About Darcy James Argue

Vancouver-born, Brooklyn-based composer and bandleader Darcy James Argue has toured nationally and internationally with his 18-piece ensemble, Secret Society.

Argue made his mark with his critically acclaimed 2009 debut, ​”Infernal Machines​.” 2013 saw the release of “Brooklyn Babylon,” which, like “​Infernal Machines”​ before it, earned the group nominations for both Grammy and Juno awards. His most recent recording, ​”Real Enemies​,” released in the fall of 2016, earned a third consecutive Grammy nomination.

Secret Society maintains a busy touring schedule, with European, Canadian and South American tours, and four appearances at the Newport Jazz Festival. Argue has also toured Australia and New Zealand leading the Jazzgroove Mothership Orchestra.

He has led performances of his music by the WDR Big Band, the Danish Radio Big Band, the Frankfurt Radio Big Band, the Cologne Contemporary Jazz Orchestra, the Big Band Palácio das Artes and the West Point Jazz Knights. Argue has composed works for chamber duo and string quartet, art songs for Newspeak, and created arrangements for the Atlanta Symphony.

In 2015, Argue was awarded a Guggenheim Fellowship in Music Composition and a Doris Duke Artist Award. He has received commissions from the Fromm Music Foundation, the Jazz Gallery, the Manhattan New Music Project, the Jerome Foundation and BAM, as well as ensembles including the Danish Radio Big Band, the Hard Rubber Orchestra, the West Point Jazz Knights and the Orquestra Jazz de Matosinhos. He is the recipient of grants and fellowships from the New York Foundation for the Arts, New Music USA, the Aaron Copland Fund for Music, Composers Now, the Mid Atlantic Arts Foundation, the Canada Council for the Arts and the MacDowell Colony.

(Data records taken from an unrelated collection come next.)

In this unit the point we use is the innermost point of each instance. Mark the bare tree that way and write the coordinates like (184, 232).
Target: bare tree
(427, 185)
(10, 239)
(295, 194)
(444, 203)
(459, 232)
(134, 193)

About Jazz at Princeton University

Jazz at Princeton University, ​under the direction of Rudresh Mahanthappa, serves to promote this uniquely American music as a contemporary and relevant art form. The program’s goals are to convey the vast musical and social history of jazz, establish a strong theoretical and stylistic foundation with regard to improvisation and composition, and emphasize the development of individual expression and creativity.

Offerings of this program include academic coursework, performing ensembles, master classes, private study and independent projects. Students also have the opportunity to participate in academic courses from the music department curriculum that encourage the study of the historical, social, theoretical, stylistic and creative issues that pertain to the jazz idiom.

Jazz at Princeton’s six major student ensembles include the ​Creative Large Ensemble, directed by Darcy James Argue; Small Groups I and A, directed by Mahanthappa; Small Group X, directed by Matthew Parrish; the Jazz Vocal Collective, directed by Trineice Robinson​-​Martin; and the Vocal Improvisation Ensemble directed by Jay Clayton.